We have found 13 endobronchial actinomycosis cases associated with foreign body aspiration in the medical literature.2,3,4,12 All the patients were over the age of 55 years, with a male predominancy. The most frequent symptom was persistent cough. Poor dental hygiene was frequent among these cases, but there was neither poor oral hygiene nor a debilitating state in our case. As in our case, bronchial carcinoma was suspected in 50% of the cases. An endobronchial mass was reported in all the cases, but a foreign body was detected in only 45% in the first FOB. Pathologic examination revealed the definite diagnosis in all the cases, but microbiological cultures usually remained negative. The aspirated foreign body was a chicken bone in six cases and fish bone, bone fragments with a dental crown, grape seeds and beans in the others. The consolidation in the right lower lobe in our case disappeared shortly after the removal of the foreign body so it was regarded as a post-obstructive nonspecific pneumonic infiltration, and our case was regarded as endobronchial actinomycosis.
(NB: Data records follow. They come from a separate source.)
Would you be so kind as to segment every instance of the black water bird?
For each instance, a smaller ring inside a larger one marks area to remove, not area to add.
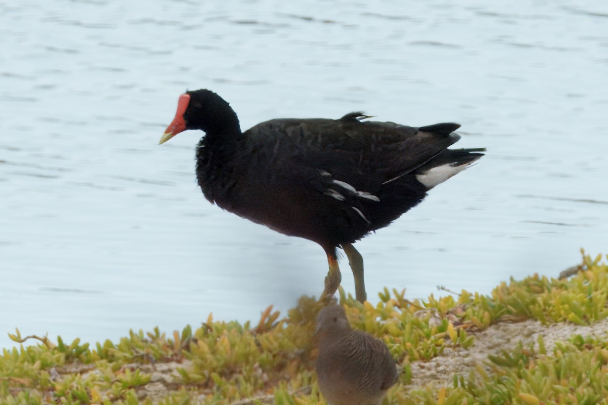
[[[420,203],[426,192],[478,159],[482,149],[449,149],[454,123],[419,128],[364,121],[271,120],[241,132],[228,103],[206,89],[180,96],[161,138],[187,129],[206,133],[196,149],[205,197],[257,223],[319,243],[329,271],[323,297],[341,281],[336,248],[348,258],[357,299],[365,301],[363,259],[353,243]]]

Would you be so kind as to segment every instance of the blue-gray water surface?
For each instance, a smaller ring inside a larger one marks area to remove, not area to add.
[[[357,243],[373,304],[608,252],[608,3],[406,4],[0,2],[0,346],[15,327],[116,340],[318,296],[319,246],[204,199],[202,132],[157,145],[186,89],[217,92],[244,129],[363,111],[458,122],[458,146],[488,148]]]

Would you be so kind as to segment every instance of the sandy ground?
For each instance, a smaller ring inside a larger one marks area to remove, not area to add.
[[[533,342],[537,347],[539,335],[542,335],[547,352],[550,353],[556,341],[567,340],[575,335],[603,337],[607,332],[608,318],[589,326],[564,322],[544,325],[537,321],[531,320],[498,323],[485,330],[472,332],[475,343],[468,349],[447,347],[441,356],[428,361],[412,363],[410,386],[420,386],[432,382],[440,386],[451,385],[454,373],[468,373],[476,364],[486,361],[488,355],[513,349],[520,341],[524,344]]]

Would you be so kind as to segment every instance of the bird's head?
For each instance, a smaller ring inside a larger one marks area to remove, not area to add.
[[[207,135],[241,132],[238,118],[230,104],[206,89],[187,91],[179,96],[175,118],[159,143],[164,143],[187,129],[201,129]]]
[[[339,338],[350,331],[346,311],[340,305],[328,305],[319,311],[317,315],[315,335],[320,339],[326,337]]]

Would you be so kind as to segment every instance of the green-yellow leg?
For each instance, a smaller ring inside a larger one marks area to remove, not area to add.
[[[340,287],[342,281],[342,275],[340,274],[340,267],[338,267],[338,259],[336,256],[335,251],[333,253],[327,254],[327,262],[330,265],[330,271],[325,277],[325,289],[321,295],[321,299],[330,299]]]
[[[367,294],[365,293],[365,283],[363,281],[363,256],[350,243],[343,244],[342,249],[346,253],[346,257],[348,258],[348,264],[353,270],[353,276],[354,277],[354,293],[357,301],[364,302],[367,299]]]

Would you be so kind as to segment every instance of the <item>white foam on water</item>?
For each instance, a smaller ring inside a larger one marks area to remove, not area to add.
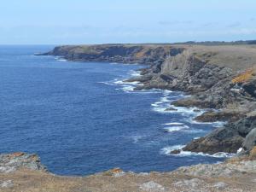
[[[133,136],[133,137],[131,137],[131,138],[133,140],[132,143],[137,143],[140,139],[143,138],[143,137],[142,136]]]
[[[61,62],[67,62],[67,61],[65,60],[65,59],[58,59],[57,61],[61,61]]]
[[[130,71],[128,73],[128,74],[131,75],[131,76],[132,76],[132,77],[139,77],[139,76],[141,76],[141,73],[139,71],[133,71],[133,70]]]
[[[112,83],[109,83],[109,82],[97,82],[98,84],[108,84],[108,85],[114,85]]]
[[[168,99],[168,96],[161,97],[161,98],[160,98],[160,101],[163,102],[171,102],[171,101]]]
[[[214,121],[214,122],[199,122],[199,121],[196,121],[196,120],[194,120],[193,119],[190,119],[189,120],[189,122],[190,124],[201,124],[201,125],[212,125],[214,127],[221,127],[223,126],[226,122],[224,121]]]
[[[173,156],[208,156],[208,157],[214,157],[214,158],[229,158],[235,155],[235,154],[229,154],[224,152],[218,152],[213,154],[204,154],[204,153],[195,153],[191,151],[183,151],[182,148],[185,147],[185,145],[174,145],[174,146],[168,146],[163,148],[160,150],[160,154],[166,155],[173,155]],[[171,152],[173,150],[181,150],[180,154],[172,154]]]
[[[133,89],[134,89],[134,86],[131,86],[131,85],[124,85],[122,90],[125,91],[125,92],[131,92],[131,91],[133,91]]]
[[[185,147],[185,145],[173,145],[173,146],[165,147],[160,150],[160,154],[170,155],[171,151],[181,150],[183,147]]]

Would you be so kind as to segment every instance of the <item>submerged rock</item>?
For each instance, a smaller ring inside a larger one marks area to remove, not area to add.
[[[253,129],[247,135],[242,147],[247,151],[251,151],[256,146],[256,128]]]
[[[177,109],[173,108],[166,108],[165,111],[177,111]]]

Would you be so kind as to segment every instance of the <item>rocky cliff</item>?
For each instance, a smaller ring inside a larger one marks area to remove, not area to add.
[[[87,177],[54,175],[46,172],[35,154],[0,154],[0,191],[4,192],[254,192],[255,178],[256,148],[249,157],[180,167],[172,172],[135,173],[114,168]]]
[[[170,103],[208,111],[197,120],[227,121],[183,150],[214,154],[249,153],[256,144],[256,47],[188,44],[103,44],[61,46],[44,55],[71,61],[142,63],[148,67],[136,90],[152,88],[184,91],[191,96]],[[210,110],[211,109],[211,110]],[[218,109],[217,111],[212,109]]]

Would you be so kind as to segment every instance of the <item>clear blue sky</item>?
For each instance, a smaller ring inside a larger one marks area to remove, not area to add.
[[[255,0],[2,0],[1,44],[256,39]]]

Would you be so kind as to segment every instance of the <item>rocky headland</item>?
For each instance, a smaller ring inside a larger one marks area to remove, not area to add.
[[[202,122],[223,127],[188,143],[183,150],[248,154],[256,143],[256,46],[253,44],[102,44],[55,47],[43,55],[77,61],[144,64],[136,90],[166,89],[189,95],[170,108],[196,107]]]
[[[54,175],[47,172],[36,154],[1,154],[0,191],[254,192],[256,148],[249,156],[219,164],[180,167],[171,172],[135,173],[114,168],[87,177]]]
[[[171,172],[115,168],[87,177],[47,171],[36,154],[0,155],[0,191],[256,191],[256,46],[248,44],[103,44],[60,46],[44,55],[76,61],[144,64],[136,90],[183,91],[170,103],[206,110],[195,120],[225,121],[182,150],[239,153],[224,162]],[[175,151],[178,153],[179,151]]]

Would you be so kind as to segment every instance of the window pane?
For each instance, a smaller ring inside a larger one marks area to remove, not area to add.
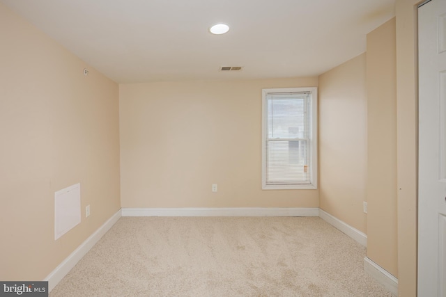
[[[270,96],[268,100],[268,138],[303,138],[305,98]]]
[[[266,145],[267,184],[309,184],[307,141],[270,141]]]

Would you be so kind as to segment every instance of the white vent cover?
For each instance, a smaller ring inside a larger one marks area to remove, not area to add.
[[[243,67],[242,66],[222,66],[220,71],[240,71]]]

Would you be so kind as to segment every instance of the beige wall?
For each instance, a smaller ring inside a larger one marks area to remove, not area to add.
[[[398,276],[395,19],[367,34],[367,257]]]
[[[366,54],[319,77],[319,207],[367,233]]]
[[[419,1],[397,0],[398,284],[417,295],[417,51]]]
[[[317,83],[120,85],[122,207],[317,207],[317,190],[262,191],[261,146],[262,88]]]
[[[119,209],[118,86],[1,3],[0,36],[0,280],[39,280]],[[78,182],[91,216],[54,241]]]

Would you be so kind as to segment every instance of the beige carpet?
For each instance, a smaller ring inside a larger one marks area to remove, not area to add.
[[[320,218],[121,218],[54,296],[392,296]]]

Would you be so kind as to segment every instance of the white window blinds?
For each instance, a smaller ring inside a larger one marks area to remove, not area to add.
[[[263,109],[263,186],[311,184],[312,93],[268,92]]]

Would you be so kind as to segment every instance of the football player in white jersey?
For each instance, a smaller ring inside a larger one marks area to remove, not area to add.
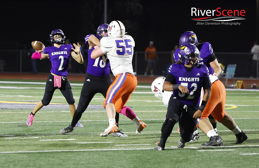
[[[118,131],[118,127],[115,124],[114,104],[121,97],[122,102],[118,105],[120,107],[116,108],[125,106],[138,83],[132,66],[133,49],[135,46],[134,40],[130,36],[125,35],[125,27],[118,20],[113,21],[110,24],[108,32],[108,37],[101,39],[101,47],[94,50],[91,55],[91,58],[96,59],[107,54],[112,71],[116,77],[107,91],[103,103],[109,119],[109,126],[100,134],[101,136],[107,136]],[[136,134],[140,133],[147,126],[137,117],[132,120],[137,125]]]

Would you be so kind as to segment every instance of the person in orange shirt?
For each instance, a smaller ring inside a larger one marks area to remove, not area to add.
[[[145,61],[147,62],[147,68],[144,74],[145,76],[147,76],[148,71],[150,69],[151,76],[153,76],[154,70],[156,66],[156,61],[158,60],[156,49],[154,47],[154,42],[150,41],[149,42],[149,46],[147,47],[145,51]]]

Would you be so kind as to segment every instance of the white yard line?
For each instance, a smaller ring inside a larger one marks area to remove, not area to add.
[[[41,139],[41,141],[73,141],[76,140],[76,139]]]
[[[259,145],[238,145],[234,146],[221,146],[220,147],[215,147],[217,148],[221,148],[222,147],[233,147],[233,148],[239,148],[241,147],[254,147],[259,146]],[[185,149],[199,149],[201,148],[208,148],[208,147],[185,147],[183,148]],[[176,146],[172,146],[171,148],[165,148],[165,149],[175,149],[177,148]],[[31,151],[16,151],[11,152],[0,152],[0,154],[8,154],[8,153],[34,153],[36,152],[70,152],[70,151],[116,151],[116,150],[146,150],[153,149],[153,148],[130,148],[130,149],[80,149],[78,150],[38,150]],[[241,154],[241,155],[251,155],[251,154]]]
[[[198,150],[197,151],[199,152],[210,152],[211,151],[224,151],[235,150],[235,149],[215,149],[214,150]]]
[[[26,139],[27,138],[39,138],[39,137],[13,137],[10,138],[5,138],[5,139]]]
[[[112,142],[76,142],[77,143],[113,143]]]

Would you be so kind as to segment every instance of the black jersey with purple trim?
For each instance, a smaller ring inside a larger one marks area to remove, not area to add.
[[[45,48],[43,53],[49,55],[51,62],[51,72],[59,76],[67,75],[70,52],[73,48],[69,44],[61,45],[59,48],[52,46]]]
[[[213,74],[214,73],[214,70],[211,66],[209,63],[215,60],[216,57],[214,54],[213,49],[211,46],[211,44],[208,42],[205,42],[199,44],[199,45],[197,46],[197,47],[200,52],[201,60],[200,61],[200,64],[206,65],[208,69],[209,74]],[[178,52],[179,49],[180,48],[178,48],[175,50],[174,53],[174,57],[176,62],[179,60]]]
[[[173,84],[185,86],[189,90],[189,93],[186,95],[182,94],[179,89],[173,92],[173,94],[176,98],[187,105],[198,105],[202,87],[206,89],[211,86],[209,79],[208,79],[208,68],[204,65],[195,66],[189,71],[183,64],[173,64],[169,68],[169,72],[175,79],[174,81],[169,81]],[[166,79],[166,81],[167,81]]]

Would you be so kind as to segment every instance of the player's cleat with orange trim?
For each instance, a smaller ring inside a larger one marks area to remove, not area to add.
[[[117,125],[115,125],[113,127],[109,127],[105,129],[104,130],[104,132],[102,133],[101,133],[100,134],[100,136],[105,136],[106,137],[108,136],[108,135],[110,134],[111,134],[113,132],[117,132],[119,130],[119,128],[117,126]]]
[[[112,136],[120,136],[121,137],[128,137],[128,136],[122,132],[121,132],[121,129],[119,129],[119,131],[116,132],[114,132],[112,134]]]
[[[77,123],[76,124],[76,126],[77,127],[83,127],[84,126],[82,124],[80,123],[79,122],[77,122]]]
[[[147,124],[142,121],[141,120],[139,120],[139,121],[140,122],[140,124],[139,125],[136,126],[136,135],[139,135],[141,132],[147,126]]]
[[[248,136],[243,131],[241,131],[241,132],[240,133],[235,135],[236,137],[236,143],[242,143],[248,139]]]
[[[32,126],[32,120],[35,121],[34,119],[34,116],[31,114],[30,113],[28,116],[28,118],[27,119],[27,121],[26,121],[26,124],[29,127]]]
In conclusion, endobronchial actinomycosis is exceptionally rare but should be considered in chronic symptomatic cases. There may be an association with endobronchial benign or malignant lesions and foreign bodies. FOB is an essential diagnostic technique. Foreign body aspiration should be considered even in the absence of a choking history and should be excluded by a second FOB examination after the treatment of infection.